Survival itself is meaningless without a theistic grounding for objective meaning. Now, this does not mean that meaning exists regardless of the divine mind's nature and existence, but that it has nothing to do with human perceptions or preferences if it does exist. Even God's existence does not logically guarantee that meaning exists, but it is the only metaphysical anchor for values. In either case, survival for its own sake is one of the shallowest, most pointless things one could ever pursue. If no deity existed, there could be nothing "meaningful" about survival at all, and even the logically necessary existence of the uncaused cause only proves that objective meaning could exist beyond the fact that such a thing is logically possible in the first place.
Again, there is nothing inherently meaningful about the survival of any species, as only matters of truth and morality could make the existence of even humankind meaningful. Survival for its own sake is still a superficial concern at best. The aforementioned misrepresentation of basic evolutionary science (with history, phenomenological psychology, and linguistics being separate from science as it is) is irrelevant to existential matters in an ultimate sense because meaning pertains to metaphysics and values, not to scientific observations of physical objects and creatures. Any science-oriented framework of values, one that emphasizes survival as the ultimate purpose or meaning of life (and the two are very distinct [1]) is conceptually invalid and incomplete, and therefore shallow.
The struggle to survive in difficult circumstances might still certainly involve deep effort and emotion even if a person's worldview and priorities are shallow; I do not mean to say that there is or can be no depth behind survival alone. It simply remains true that there is nothing existentially significant about mere survival. So what if a creature gets to have a longer lifespan or reproduce? Why pursue life at all apart from an embrace of whatever aspects of objective reality one can discover? Any philosophy that elevates survival over truth--which evolutionary science does not do in and of itself--undermines itself due to relying on truth for its own significance in the first place!

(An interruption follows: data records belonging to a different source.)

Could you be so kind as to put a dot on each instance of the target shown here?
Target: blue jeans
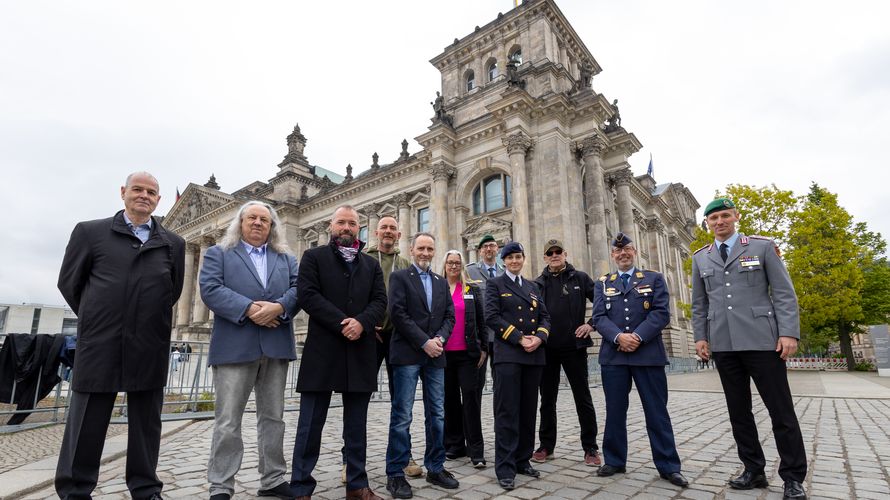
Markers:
(398, 451)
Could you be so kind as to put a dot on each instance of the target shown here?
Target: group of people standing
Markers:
(122, 276)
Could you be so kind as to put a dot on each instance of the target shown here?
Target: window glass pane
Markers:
(494, 193)
(423, 219)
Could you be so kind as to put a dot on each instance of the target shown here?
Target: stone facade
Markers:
(518, 148)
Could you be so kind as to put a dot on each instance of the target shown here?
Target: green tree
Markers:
(823, 260)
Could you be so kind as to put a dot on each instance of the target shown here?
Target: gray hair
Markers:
(233, 234)
(419, 234)
(143, 173)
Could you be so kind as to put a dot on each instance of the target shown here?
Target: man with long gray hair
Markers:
(249, 281)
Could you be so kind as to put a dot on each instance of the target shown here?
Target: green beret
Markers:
(485, 239)
(718, 205)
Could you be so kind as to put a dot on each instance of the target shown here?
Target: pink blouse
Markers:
(458, 339)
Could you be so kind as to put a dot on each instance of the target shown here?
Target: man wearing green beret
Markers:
(745, 315)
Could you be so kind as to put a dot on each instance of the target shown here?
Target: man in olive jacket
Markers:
(342, 290)
(121, 276)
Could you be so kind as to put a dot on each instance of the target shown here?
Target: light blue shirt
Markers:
(730, 242)
(427, 281)
(258, 257)
(142, 231)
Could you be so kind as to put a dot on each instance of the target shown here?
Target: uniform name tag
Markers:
(749, 261)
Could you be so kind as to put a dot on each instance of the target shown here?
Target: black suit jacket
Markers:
(412, 320)
(513, 311)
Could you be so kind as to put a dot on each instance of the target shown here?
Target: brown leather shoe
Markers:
(362, 494)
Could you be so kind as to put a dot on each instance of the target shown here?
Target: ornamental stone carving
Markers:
(517, 143)
(592, 145)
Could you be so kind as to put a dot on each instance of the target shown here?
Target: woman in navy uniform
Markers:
(515, 312)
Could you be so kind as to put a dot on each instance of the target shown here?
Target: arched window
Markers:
(516, 55)
(492, 193)
(492, 71)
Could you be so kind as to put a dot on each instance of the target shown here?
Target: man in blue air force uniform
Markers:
(630, 308)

Whether macro-evolution happened in the past, which is ultimately unknowable and therefore uncertain just like all other events between the coming into existence of the universe and the present moment, the survival of any species that has ever lived is not of automatic existential value. The continuation of the human race is only of significance if certain objective values exist from which it follows that human life has meaning (at least if lived in a specific way), and objective values cannot exist without a deity to serve as a metaphysical anchor for them. If survival matters in any way beyond an insignificant, subjective sense of appreciation shared only by some humans, it is only if a certain type of deity exists.